Michael Sharpe (psychiatrist)

British psychiatrist From Wikipedia, the free encyclopedia

Michael Sharpe is a British psychiatrist and academic, specialising in the psychiatric aspects of medical illness. He is an emeritus Professor of Psychological Medicine at the University of Oxford and a Fellow of Saint Cross College, Oxford. From 1997 to 2011, he was Professor of Psychological Medicine at the University of Edinburgh.[1][2] Sharpe was the elected President of the European Association of Psychosomatic Medicine for 2022–2023.[3]

Work

While a professor at Oxford, Sharpe ran a research programme to develop and evaluate psychiatric treatments for medically ill patients.[4]

Sharpe has worked on the CFS/ME for years, and is perhaps best known as a co-author on the controversial PACE trial. He, like CFS researcher Simon Wessely, has since then withdrawn from CFS/ME research, saying the climate had become “too toxic” because of online abuse from some patients who reject his claims that CFS/ME is a mental illness.[5]

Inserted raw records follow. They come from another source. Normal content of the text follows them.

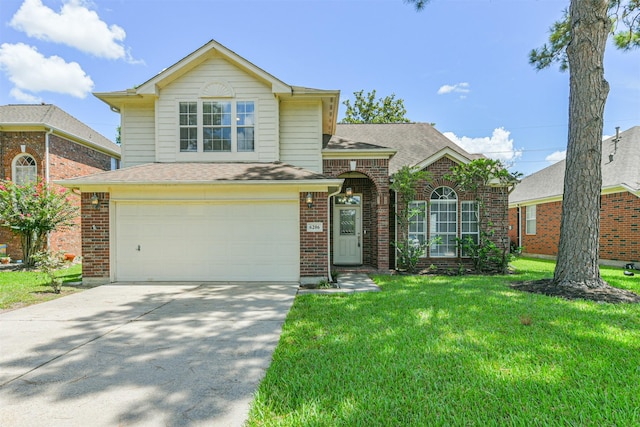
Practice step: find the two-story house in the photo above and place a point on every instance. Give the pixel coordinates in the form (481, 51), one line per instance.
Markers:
(230, 174)
(44, 142)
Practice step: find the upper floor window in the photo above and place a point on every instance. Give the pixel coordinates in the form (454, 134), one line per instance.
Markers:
(217, 126)
(531, 219)
(443, 222)
(25, 169)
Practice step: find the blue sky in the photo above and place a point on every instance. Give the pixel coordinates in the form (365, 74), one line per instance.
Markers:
(461, 64)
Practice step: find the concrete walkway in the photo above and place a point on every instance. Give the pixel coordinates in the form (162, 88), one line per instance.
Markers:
(172, 354)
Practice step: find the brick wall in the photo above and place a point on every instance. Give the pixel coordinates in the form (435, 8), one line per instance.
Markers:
(619, 228)
(95, 232)
(313, 245)
(66, 160)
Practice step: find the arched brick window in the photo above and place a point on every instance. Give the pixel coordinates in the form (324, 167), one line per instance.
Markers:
(25, 169)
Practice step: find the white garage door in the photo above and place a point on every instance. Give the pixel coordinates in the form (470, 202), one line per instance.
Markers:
(207, 241)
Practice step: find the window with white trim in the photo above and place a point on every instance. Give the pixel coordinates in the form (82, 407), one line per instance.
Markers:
(217, 126)
(469, 228)
(418, 222)
(443, 221)
(530, 219)
(25, 169)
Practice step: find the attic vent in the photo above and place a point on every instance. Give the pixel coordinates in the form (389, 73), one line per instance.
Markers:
(217, 90)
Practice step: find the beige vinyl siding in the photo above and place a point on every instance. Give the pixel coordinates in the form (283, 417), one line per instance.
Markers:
(301, 134)
(189, 87)
(138, 135)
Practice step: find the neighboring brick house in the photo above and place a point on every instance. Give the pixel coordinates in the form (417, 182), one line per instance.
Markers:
(42, 141)
(230, 174)
(535, 206)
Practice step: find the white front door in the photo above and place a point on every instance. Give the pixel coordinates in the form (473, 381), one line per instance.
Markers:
(347, 230)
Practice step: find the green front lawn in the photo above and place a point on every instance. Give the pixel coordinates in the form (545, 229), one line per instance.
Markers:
(21, 288)
(455, 351)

In 2021 he controversially gave a presentation on secondary COVID-19 impacts[6] to Swiss Re in which he suggested that Long COVID was partly caused by psychological and social factors such as reportage by the Guardian columnist George Monbiot.[7]

Sharpe's recent work is on depression in people with cancer and the mental health of elderly inpatients.[8]

Honours

In 2009, he was named Psychiatric Academic of the Year by the Royal College of Psychiatrists.[9] In 2014, he was named Psychiatrist of the Year by the Royal College of Psychiatrists.[10]